We look to this story of Elijah and learn from it. We have faith that God gives us what we need. We realize that we are oftentimes used as the angels of God here on earth to provide love and purpose for those in need. We will keep our lives filled with love and purpose, especially when we feel a dark call to a lonely place.

 

First Reading: First Book of Kings 19:4-8

But he himself went a day’s journey into the wilderness, and came and sat down under a solitary broom tree. He asked that he might die: “It is enough; now, O Lord, take away my life, for I am no better than my ancestors.” Then he lay down under the broom tree and fell asleep. Suddenly an angel touched him and said to him, “Get up and eat.” He looked, and there at his head was a cake baked on hot stones, and a jar of water. He ate and drank, and lay down again. The angel of the Lord came a second time, touched him, and said, “Get up and eat, otherwise the journey will be too much for you.” He got up, and ate and drank; then he went in the strength of that food forty days and forty nights to Horeb the mount of God.

 

Second Reading: Epistle to the Ephesians 4:32-5:2

Be kind to one another, tenderhearted, forgiving one another, as God in Christ has forgiven you. Therefore be imitators of God, as beloved children, and live in love, as Christ loved us and gave himself up for us, a fragrant offering and sacrifice to God.

Gospel: John 6:41-51

Then the Jews began to complain about him because he said, “I am the bread that came down from heaven.” They were saying, “Is not this Jesus, the son of Joseph, whose father and mother we know? How can he now say, ‘I have come down from heaven’?”
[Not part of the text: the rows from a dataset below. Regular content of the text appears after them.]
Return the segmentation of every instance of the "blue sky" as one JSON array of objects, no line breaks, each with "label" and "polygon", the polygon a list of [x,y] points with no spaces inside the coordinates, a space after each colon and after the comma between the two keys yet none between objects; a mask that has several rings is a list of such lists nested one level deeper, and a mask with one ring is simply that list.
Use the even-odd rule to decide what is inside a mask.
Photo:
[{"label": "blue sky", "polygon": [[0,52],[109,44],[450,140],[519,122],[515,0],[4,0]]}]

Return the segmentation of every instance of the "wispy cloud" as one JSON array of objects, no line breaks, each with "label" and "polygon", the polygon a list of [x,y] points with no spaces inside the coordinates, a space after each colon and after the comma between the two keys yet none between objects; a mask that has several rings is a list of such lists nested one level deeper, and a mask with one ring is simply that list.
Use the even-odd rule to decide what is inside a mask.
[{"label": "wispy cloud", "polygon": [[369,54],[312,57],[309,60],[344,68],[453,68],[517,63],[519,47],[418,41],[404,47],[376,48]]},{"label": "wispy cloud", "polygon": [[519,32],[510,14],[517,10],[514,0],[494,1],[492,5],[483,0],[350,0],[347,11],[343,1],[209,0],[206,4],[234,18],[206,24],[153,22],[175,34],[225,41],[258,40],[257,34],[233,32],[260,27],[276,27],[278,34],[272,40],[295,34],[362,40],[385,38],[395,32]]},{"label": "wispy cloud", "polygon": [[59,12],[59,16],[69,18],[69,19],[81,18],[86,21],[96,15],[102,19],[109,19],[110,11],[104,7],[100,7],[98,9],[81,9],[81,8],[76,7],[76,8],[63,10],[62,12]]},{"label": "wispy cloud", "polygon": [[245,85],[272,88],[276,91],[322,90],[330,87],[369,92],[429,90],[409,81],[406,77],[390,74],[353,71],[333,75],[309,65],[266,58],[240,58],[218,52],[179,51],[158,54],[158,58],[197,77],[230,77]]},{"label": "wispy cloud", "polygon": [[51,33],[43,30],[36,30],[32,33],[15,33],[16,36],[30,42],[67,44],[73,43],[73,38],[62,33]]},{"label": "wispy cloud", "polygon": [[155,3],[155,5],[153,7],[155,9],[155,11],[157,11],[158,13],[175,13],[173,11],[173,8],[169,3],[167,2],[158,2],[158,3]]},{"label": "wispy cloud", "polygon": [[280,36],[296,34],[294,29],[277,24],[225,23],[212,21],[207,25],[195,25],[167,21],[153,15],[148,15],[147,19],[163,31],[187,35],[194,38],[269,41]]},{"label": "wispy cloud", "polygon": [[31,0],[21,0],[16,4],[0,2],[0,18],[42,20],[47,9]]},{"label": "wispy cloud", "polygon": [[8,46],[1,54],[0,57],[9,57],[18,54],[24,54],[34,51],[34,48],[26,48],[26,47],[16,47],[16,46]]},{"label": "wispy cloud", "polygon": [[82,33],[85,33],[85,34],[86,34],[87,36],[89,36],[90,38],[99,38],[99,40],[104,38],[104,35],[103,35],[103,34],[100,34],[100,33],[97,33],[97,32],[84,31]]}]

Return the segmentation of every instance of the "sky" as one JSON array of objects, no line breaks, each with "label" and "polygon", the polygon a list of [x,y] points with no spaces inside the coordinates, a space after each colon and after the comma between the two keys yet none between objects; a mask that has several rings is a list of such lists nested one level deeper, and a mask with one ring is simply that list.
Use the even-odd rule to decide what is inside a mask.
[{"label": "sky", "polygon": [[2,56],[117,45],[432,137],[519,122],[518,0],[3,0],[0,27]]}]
Jesus answered them, “Do not complain among yourselves. No one can come to me unless drawn by the Father who sent me; and I will raise them up on the last day. It is written in the prophets, ‘And they shall all be taught by God.’ Everyone who has heard and learned from the Father comes to me. Not that anyone has seen the Father except the one who is from God; he has seen the Father. Very truly, I tell you, whoever believes has eternal life.

“I am the bread of life. Your ancestors ate the manna in the wilderness, and they died. This is the bread that comes down from heaven, so that one may eat of it and not die. I am the living bread that came down from heaven. Whoever eats of this bread will live forever; and the bread that I will give for the life of the world is my flesh.”